Elliot got an invitation to a ball this week.

It didn’t come gilt-edged, on creamy cardstock, with black ink calligraphy delineating the crisp outlines of his name. It wasn’t delivered by a footman in pale-blue livery, standing to attention on a coach-and-four.

Actually, it was a photocopy folded twice and stuck in his notebook. It was from the school, and was in fact an invitation to an end-of-school dance for the 4e and 3e (i.e. 8th and 9th grades), the 2 highest grades at the school, a sort of junior-senior affair. It’s called “une balle” and that makes me very happy.

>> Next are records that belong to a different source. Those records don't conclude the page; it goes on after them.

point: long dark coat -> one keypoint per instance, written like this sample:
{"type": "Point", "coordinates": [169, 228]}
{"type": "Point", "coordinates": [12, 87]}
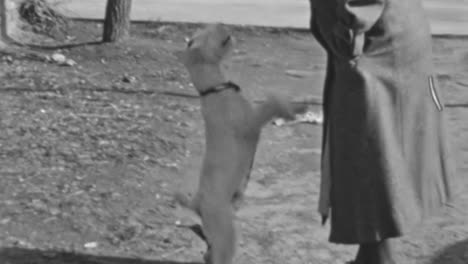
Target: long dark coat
{"type": "Point", "coordinates": [386, 163]}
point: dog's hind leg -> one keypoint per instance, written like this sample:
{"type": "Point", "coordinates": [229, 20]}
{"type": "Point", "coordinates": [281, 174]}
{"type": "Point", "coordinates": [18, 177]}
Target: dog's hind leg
{"type": "Point", "coordinates": [220, 231]}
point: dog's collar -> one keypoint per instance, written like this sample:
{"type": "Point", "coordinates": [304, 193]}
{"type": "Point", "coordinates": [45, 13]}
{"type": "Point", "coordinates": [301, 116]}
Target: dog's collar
{"type": "Point", "coordinates": [220, 87]}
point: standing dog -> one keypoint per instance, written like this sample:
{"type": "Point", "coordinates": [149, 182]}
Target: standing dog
{"type": "Point", "coordinates": [232, 131]}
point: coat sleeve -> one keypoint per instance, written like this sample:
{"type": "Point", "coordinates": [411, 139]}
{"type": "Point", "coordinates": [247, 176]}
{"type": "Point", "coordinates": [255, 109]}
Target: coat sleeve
{"type": "Point", "coordinates": [355, 18]}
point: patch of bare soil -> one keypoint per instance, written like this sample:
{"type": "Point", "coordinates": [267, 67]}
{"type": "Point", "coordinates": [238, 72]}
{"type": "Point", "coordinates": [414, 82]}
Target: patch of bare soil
{"type": "Point", "coordinates": [91, 153]}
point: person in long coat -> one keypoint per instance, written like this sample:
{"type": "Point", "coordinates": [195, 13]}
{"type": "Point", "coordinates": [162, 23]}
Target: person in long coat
{"type": "Point", "coordinates": [385, 161]}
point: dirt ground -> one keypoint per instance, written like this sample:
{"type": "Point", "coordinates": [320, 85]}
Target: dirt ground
{"type": "Point", "coordinates": [90, 154]}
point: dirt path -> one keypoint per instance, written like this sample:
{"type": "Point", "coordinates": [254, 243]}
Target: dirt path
{"type": "Point", "coordinates": [97, 169]}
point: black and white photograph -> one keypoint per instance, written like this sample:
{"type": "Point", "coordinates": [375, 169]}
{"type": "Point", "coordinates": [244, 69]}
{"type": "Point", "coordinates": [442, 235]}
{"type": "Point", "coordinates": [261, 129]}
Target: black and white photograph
{"type": "Point", "coordinates": [233, 132]}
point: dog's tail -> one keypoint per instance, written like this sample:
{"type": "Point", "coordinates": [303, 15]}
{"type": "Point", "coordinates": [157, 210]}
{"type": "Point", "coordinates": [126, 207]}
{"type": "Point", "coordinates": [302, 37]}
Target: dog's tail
{"type": "Point", "coordinates": [277, 107]}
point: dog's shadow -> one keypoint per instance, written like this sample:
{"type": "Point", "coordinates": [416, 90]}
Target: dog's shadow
{"type": "Point", "coordinates": [31, 256]}
{"type": "Point", "coordinates": [453, 254]}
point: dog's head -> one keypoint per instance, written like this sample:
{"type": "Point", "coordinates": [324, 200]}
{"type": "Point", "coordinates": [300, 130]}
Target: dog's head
{"type": "Point", "coordinates": [209, 45]}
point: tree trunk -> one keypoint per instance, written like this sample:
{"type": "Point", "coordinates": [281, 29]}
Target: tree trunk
{"type": "Point", "coordinates": [3, 22]}
{"type": "Point", "coordinates": [117, 21]}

Elliot does not want to go. “I don’t want to ask a girl, and everyone will be going as couples,” he says. “I don’t want to get dressed up.” Don’t ask a girl, we say. Go with your friends, as a group. We are sure that there will be plenty of others who go that way, and a friend whose daughter went to the same school says the same thing. We tell him, Wear that suit we bought you at a thrift store in England last summer for the murder mystery dinner you got invited to, where you ended up getting to be the detective.

He isn’t sure, but I am. The French schools don’t have dances like American schools do. They just have this one, and you only have 2 opportunities to go to it. He shouldn’t miss it.

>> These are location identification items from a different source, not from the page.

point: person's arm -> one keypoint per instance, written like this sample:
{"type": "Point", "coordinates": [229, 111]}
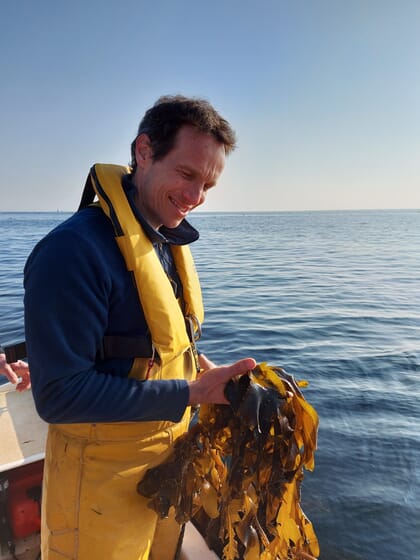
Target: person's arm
{"type": "Point", "coordinates": [69, 286]}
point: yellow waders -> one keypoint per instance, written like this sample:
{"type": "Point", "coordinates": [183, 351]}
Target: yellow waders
{"type": "Point", "coordinates": [90, 507]}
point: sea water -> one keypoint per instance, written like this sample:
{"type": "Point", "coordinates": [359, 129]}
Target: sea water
{"type": "Point", "coordinates": [334, 298]}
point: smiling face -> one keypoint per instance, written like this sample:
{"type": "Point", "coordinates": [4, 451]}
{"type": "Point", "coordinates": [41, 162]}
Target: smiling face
{"type": "Point", "coordinates": [169, 188]}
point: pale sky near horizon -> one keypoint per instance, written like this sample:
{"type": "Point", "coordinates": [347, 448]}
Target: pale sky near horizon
{"type": "Point", "coordinates": [324, 96]}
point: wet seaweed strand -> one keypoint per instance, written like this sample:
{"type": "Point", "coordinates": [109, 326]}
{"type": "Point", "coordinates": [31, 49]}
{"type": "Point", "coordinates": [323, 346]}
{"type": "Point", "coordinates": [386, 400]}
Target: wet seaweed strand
{"type": "Point", "coordinates": [237, 472]}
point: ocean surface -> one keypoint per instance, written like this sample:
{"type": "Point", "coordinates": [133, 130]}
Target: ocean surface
{"type": "Point", "coordinates": [334, 298]}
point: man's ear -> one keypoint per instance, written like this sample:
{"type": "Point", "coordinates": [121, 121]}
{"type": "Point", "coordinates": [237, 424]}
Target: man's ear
{"type": "Point", "coordinates": [144, 152]}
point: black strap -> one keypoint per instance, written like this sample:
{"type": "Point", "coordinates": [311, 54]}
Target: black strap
{"type": "Point", "coordinates": [112, 347]}
{"type": "Point", "coordinates": [126, 347]}
{"type": "Point", "coordinates": [88, 195]}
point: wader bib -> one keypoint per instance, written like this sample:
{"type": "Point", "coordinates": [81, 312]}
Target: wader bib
{"type": "Point", "coordinates": [90, 507]}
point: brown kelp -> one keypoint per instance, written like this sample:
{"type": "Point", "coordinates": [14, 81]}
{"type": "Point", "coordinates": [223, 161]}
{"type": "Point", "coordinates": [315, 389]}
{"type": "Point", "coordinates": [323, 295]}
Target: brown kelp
{"type": "Point", "coordinates": [237, 472]}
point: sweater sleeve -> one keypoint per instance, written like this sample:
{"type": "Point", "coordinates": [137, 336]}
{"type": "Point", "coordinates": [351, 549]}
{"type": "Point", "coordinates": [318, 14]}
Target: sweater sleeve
{"type": "Point", "coordinates": [68, 287]}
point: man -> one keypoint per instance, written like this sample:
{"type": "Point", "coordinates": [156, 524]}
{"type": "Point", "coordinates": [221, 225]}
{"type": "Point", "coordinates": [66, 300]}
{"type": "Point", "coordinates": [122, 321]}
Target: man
{"type": "Point", "coordinates": [112, 310]}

Our lives are so transitional. I wrote that sentence and then set down my computer for a minute, and coming back I find it to have a deeper meaning than I intended. What I meant was simply that we have moved a lot in our time, and I’m all for the kids experiencing everything they can in whatever place we’re in. That’s true for our family in particular, but it’s true for all people anywhere. Get off the couch. Take a little risk. Go to the dance. Wear the thrift store suit—it’s surprisingly cute and fun. Don’t be shy.

And of course this advice comes in part because in 8th grade, I probably wouldn’t have gone to the ball.

I’ll let you know what happens. Maybe even with pictures, if such a thing proves possible.